I was washing some spaghetti sauce jars the other night. And as I washed them I worked very hard to get the labels completely off of them. I wanted to use them to store dry beans and grain in my cupboard. As the labels came off the jars, I noticed that it seemed that the shape and aspect of the jars changed completely.

I could see the jar in a whole new light. First of all, the light went right through the jar and I could see its true shape. Then it looked like the volume of the jar became larger and it seemed that it could potentially hold more. Then the light hit undulations around the sides of the jar and they shimmered so beautifully in the dim fluorescent light over my kitchen sink, I had to stop and admire the beauty of that clean, empty, label-free jar.

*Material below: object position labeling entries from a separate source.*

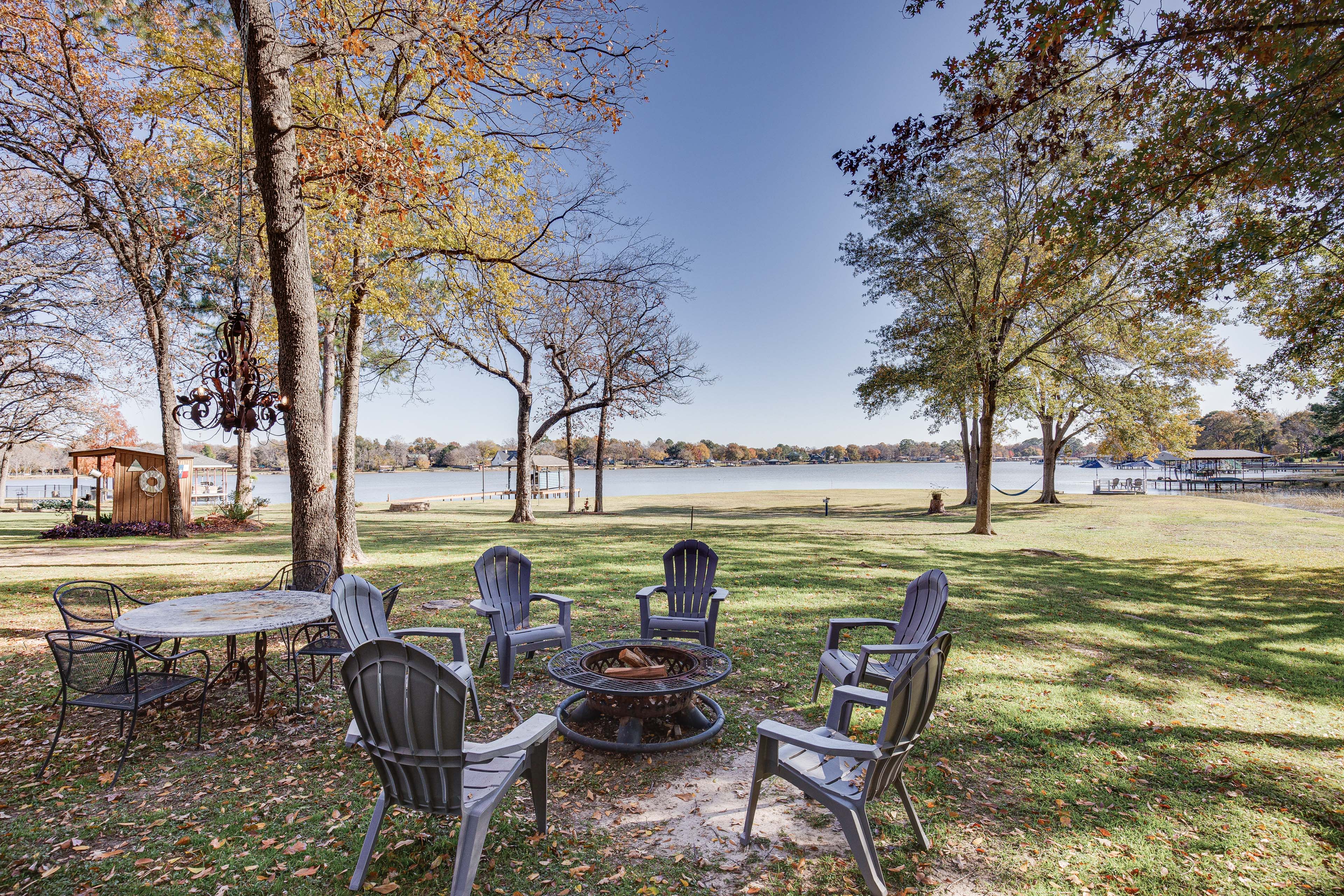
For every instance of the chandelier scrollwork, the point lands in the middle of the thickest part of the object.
(236, 393)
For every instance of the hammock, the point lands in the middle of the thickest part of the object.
(1014, 493)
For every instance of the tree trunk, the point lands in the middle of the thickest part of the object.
(328, 387)
(160, 342)
(986, 452)
(569, 456)
(243, 484)
(347, 528)
(971, 457)
(312, 507)
(523, 473)
(1050, 445)
(601, 460)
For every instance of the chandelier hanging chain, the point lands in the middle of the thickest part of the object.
(237, 393)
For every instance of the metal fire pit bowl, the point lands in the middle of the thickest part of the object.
(632, 700)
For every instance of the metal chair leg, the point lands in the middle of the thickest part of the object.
(201, 711)
(59, 726)
(126, 747)
(370, 839)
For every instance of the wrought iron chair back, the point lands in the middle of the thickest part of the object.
(412, 713)
(910, 703)
(92, 663)
(91, 604)
(504, 578)
(300, 575)
(689, 567)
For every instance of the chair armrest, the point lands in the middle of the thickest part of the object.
(456, 636)
(836, 626)
(772, 730)
(845, 696)
(533, 731)
(174, 657)
(486, 610)
(869, 649)
(553, 598)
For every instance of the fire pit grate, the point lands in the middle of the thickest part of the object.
(634, 700)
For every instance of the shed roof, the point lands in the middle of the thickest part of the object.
(539, 461)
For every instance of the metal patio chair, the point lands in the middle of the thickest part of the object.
(926, 598)
(504, 578)
(689, 570)
(358, 609)
(409, 718)
(324, 640)
(103, 671)
(93, 606)
(300, 575)
(843, 776)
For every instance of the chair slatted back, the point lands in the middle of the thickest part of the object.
(926, 600)
(910, 703)
(89, 604)
(411, 711)
(390, 600)
(92, 663)
(504, 578)
(300, 575)
(689, 570)
(358, 609)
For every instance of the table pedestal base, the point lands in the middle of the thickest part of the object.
(254, 670)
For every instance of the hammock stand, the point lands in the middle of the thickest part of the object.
(1014, 493)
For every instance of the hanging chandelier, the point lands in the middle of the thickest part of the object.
(236, 391)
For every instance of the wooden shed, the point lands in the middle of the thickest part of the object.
(139, 481)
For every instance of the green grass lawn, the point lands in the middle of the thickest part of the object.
(1144, 696)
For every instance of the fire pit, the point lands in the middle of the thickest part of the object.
(654, 680)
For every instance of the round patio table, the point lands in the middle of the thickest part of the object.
(227, 616)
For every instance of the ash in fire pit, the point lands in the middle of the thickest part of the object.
(638, 680)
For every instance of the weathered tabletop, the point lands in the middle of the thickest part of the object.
(232, 613)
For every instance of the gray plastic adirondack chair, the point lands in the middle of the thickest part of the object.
(504, 578)
(409, 718)
(843, 776)
(926, 598)
(358, 609)
(689, 570)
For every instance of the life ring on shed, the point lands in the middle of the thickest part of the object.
(152, 481)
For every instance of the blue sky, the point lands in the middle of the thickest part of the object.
(732, 159)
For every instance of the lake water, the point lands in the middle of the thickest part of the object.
(413, 484)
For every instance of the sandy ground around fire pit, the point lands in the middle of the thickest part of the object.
(701, 814)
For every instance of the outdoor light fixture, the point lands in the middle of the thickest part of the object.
(237, 393)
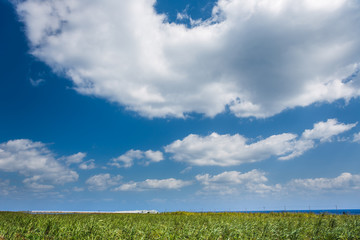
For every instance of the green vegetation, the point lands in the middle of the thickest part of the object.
(179, 225)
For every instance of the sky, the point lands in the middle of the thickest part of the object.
(228, 105)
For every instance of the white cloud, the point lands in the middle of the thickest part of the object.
(127, 160)
(255, 181)
(36, 83)
(357, 137)
(6, 188)
(150, 184)
(230, 150)
(234, 182)
(257, 57)
(88, 165)
(102, 182)
(75, 158)
(322, 131)
(34, 161)
(344, 182)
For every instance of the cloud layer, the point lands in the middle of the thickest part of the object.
(153, 184)
(236, 182)
(34, 161)
(127, 160)
(255, 181)
(256, 57)
(230, 150)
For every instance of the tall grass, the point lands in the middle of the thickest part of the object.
(179, 225)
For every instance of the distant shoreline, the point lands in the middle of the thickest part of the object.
(315, 211)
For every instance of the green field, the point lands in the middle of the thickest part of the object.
(180, 225)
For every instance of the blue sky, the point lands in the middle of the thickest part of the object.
(179, 105)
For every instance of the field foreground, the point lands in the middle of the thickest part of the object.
(179, 225)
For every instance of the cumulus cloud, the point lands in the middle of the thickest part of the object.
(344, 182)
(255, 181)
(236, 182)
(88, 165)
(6, 188)
(230, 150)
(357, 137)
(256, 57)
(75, 158)
(127, 160)
(34, 161)
(36, 83)
(322, 131)
(151, 184)
(102, 182)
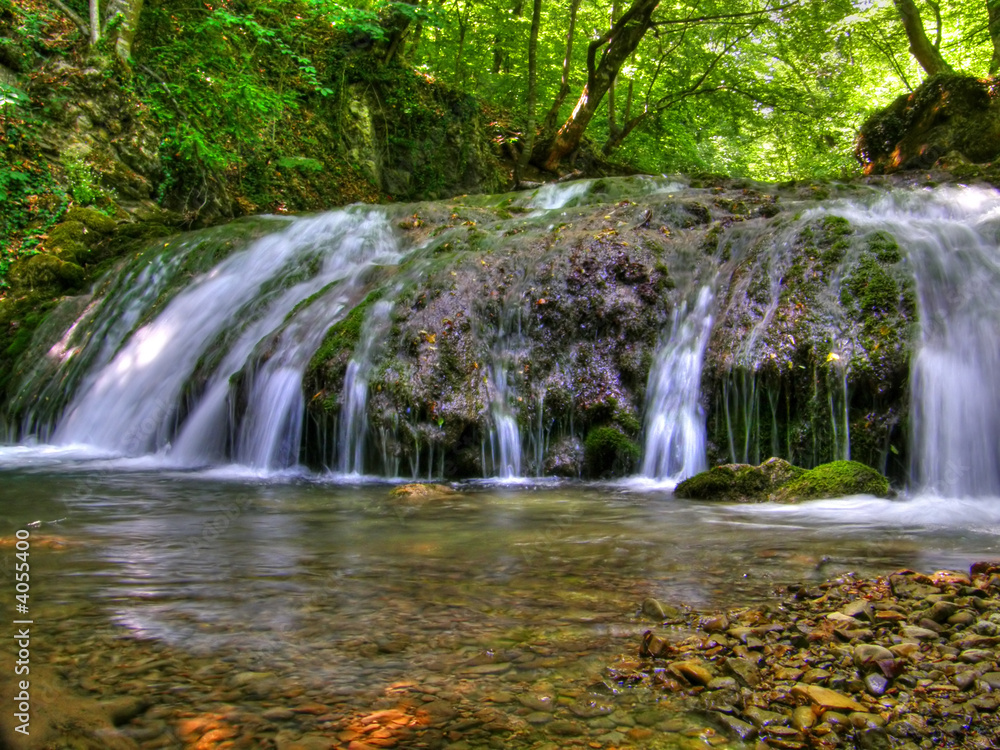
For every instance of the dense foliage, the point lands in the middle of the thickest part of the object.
(247, 95)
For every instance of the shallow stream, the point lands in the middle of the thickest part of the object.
(275, 610)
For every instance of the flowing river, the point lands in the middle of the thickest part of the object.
(294, 608)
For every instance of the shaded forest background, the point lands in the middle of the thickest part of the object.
(190, 112)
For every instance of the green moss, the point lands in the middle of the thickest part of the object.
(836, 479)
(739, 483)
(607, 450)
(329, 363)
(836, 226)
(884, 247)
(44, 272)
(66, 232)
(871, 287)
(93, 219)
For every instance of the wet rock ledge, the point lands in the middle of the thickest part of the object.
(904, 661)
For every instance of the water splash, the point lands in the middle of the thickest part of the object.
(675, 420)
(951, 240)
(353, 428)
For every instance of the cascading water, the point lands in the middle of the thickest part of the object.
(675, 420)
(285, 289)
(353, 427)
(505, 437)
(951, 239)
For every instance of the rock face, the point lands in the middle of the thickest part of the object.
(779, 481)
(526, 325)
(947, 121)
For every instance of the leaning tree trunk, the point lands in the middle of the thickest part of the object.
(95, 22)
(618, 42)
(129, 11)
(927, 54)
(550, 118)
(529, 136)
(993, 9)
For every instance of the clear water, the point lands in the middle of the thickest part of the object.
(341, 597)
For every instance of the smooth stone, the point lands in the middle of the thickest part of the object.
(692, 671)
(803, 718)
(788, 673)
(992, 679)
(658, 610)
(975, 655)
(744, 670)
(741, 729)
(858, 608)
(874, 738)
(941, 611)
(867, 656)
(920, 634)
(876, 684)
(826, 698)
(538, 718)
(815, 675)
(862, 719)
(723, 683)
(565, 728)
(905, 650)
(538, 701)
(762, 718)
(965, 680)
(586, 709)
(278, 714)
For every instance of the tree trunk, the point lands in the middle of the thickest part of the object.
(129, 11)
(925, 53)
(618, 42)
(550, 118)
(993, 9)
(95, 22)
(529, 136)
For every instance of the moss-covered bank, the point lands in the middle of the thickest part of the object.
(776, 480)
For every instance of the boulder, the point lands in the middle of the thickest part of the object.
(777, 480)
(739, 483)
(948, 121)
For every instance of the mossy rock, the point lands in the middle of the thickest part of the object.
(739, 483)
(419, 494)
(835, 479)
(607, 449)
(91, 218)
(947, 119)
(44, 272)
(68, 232)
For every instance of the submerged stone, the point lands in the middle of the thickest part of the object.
(779, 481)
(740, 483)
(835, 479)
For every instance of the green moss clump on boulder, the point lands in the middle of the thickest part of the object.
(607, 449)
(835, 479)
(739, 483)
(329, 363)
(779, 481)
(93, 219)
(44, 273)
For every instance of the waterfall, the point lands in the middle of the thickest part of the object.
(505, 437)
(354, 398)
(950, 237)
(261, 313)
(675, 421)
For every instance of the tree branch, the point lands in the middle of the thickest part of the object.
(82, 25)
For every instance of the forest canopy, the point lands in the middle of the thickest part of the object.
(768, 89)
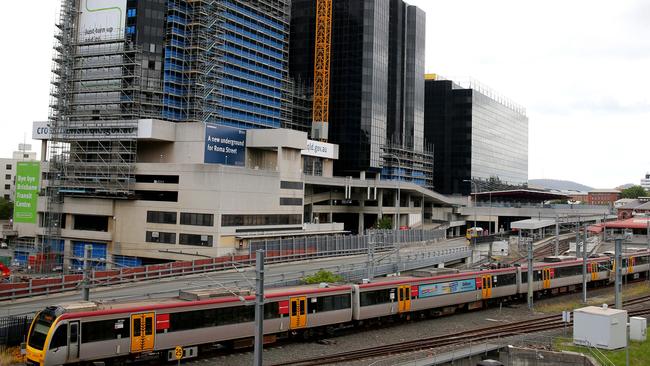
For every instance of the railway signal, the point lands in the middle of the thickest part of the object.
(178, 352)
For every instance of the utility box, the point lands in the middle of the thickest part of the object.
(638, 328)
(600, 327)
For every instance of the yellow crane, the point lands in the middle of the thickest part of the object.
(322, 50)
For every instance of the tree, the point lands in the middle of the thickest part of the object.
(634, 192)
(384, 223)
(6, 209)
(322, 276)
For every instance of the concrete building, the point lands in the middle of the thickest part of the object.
(376, 101)
(205, 191)
(477, 135)
(8, 170)
(645, 182)
(603, 196)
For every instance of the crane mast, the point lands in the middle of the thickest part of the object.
(322, 50)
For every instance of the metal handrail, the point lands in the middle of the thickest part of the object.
(153, 272)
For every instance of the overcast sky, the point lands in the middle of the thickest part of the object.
(581, 68)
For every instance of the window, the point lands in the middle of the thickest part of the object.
(290, 185)
(160, 237)
(271, 310)
(91, 223)
(376, 297)
(331, 303)
(195, 239)
(197, 219)
(504, 280)
(161, 196)
(104, 330)
(212, 317)
(156, 178)
(161, 217)
(260, 220)
(288, 201)
(60, 337)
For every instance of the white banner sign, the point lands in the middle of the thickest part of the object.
(321, 150)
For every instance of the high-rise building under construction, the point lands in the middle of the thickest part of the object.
(118, 63)
(213, 61)
(376, 84)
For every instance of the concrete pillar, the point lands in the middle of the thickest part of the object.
(44, 150)
(380, 203)
(361, 223)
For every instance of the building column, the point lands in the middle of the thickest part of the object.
(380, 203)
(361, 223)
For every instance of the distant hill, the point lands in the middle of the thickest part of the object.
(625, 186)
(560, 185)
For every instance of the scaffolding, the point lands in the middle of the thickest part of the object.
(412, 166)
(196, 55)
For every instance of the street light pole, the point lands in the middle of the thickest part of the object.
(475, 199)
(259, 308)
(399, 204)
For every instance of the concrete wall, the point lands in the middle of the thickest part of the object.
(531, 357)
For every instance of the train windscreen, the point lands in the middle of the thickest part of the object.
(41, 326)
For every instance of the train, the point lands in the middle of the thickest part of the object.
(116, 332)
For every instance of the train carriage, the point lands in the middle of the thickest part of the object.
(119, 331)
(89, 331)
(410, 294)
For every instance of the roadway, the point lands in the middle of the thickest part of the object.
(281, 273)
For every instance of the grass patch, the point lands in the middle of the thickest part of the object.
(11, 356)
(558, 305)
(639, 351)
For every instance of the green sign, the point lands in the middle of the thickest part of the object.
(27, 178)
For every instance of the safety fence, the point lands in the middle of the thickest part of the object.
(13, 330)
(332, 246)
(277, 252)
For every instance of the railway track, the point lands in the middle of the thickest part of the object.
(551, 322)
(544, 251)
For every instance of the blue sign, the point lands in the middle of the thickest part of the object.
(224, 145)
(445, 288)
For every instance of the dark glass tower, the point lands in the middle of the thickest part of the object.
(476, 134)
(376, 78)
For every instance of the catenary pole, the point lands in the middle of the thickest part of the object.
(584, 267)
(259, 308)
(557, 235)
(618, 249)
(86, 286)
(530, 275)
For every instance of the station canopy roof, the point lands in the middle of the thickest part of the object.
(520, 194)
(532, 224)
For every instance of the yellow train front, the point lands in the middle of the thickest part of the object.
(125, 330)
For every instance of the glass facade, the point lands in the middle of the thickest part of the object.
(475, 136)
(226, 62)
(499, 141)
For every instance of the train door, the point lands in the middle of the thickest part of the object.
(142, 332)
(298, 315)
(74, 340)
(546, 278)
(594, 271)
(404, 298)
(486, 288)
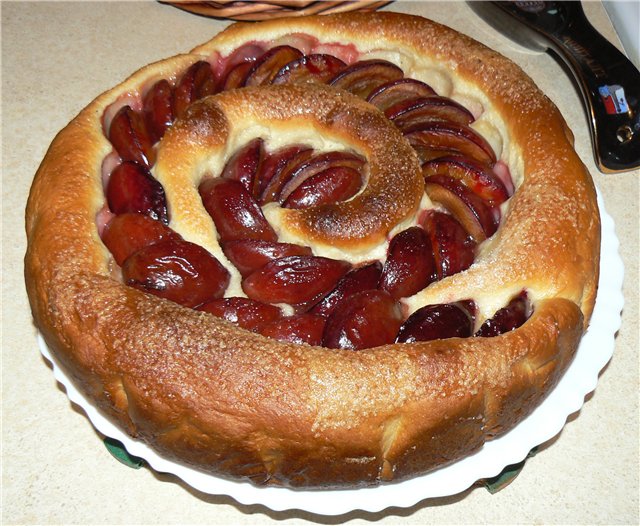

It got me thinking about the impact of labels. The ones we put on ourselves, the ones put on us by others, and the ones we put onto them! I thought how we limit ourselves when we place a label onto ourselves or someone else, because all we see after a while is the label, and not the person under the label, or anything that they do that tells us differently than that label.

Wouldn’t it be nice to wash off all the labels and see our selves and others just as we are, with our undulations illuminated in all their brilliance in the full light of day -- I wonder what suppressed potential we would find under all the expectations (negative and positive) that those labels bare. I wonder what accomplishments could be revealed, and how much our volume could be increased.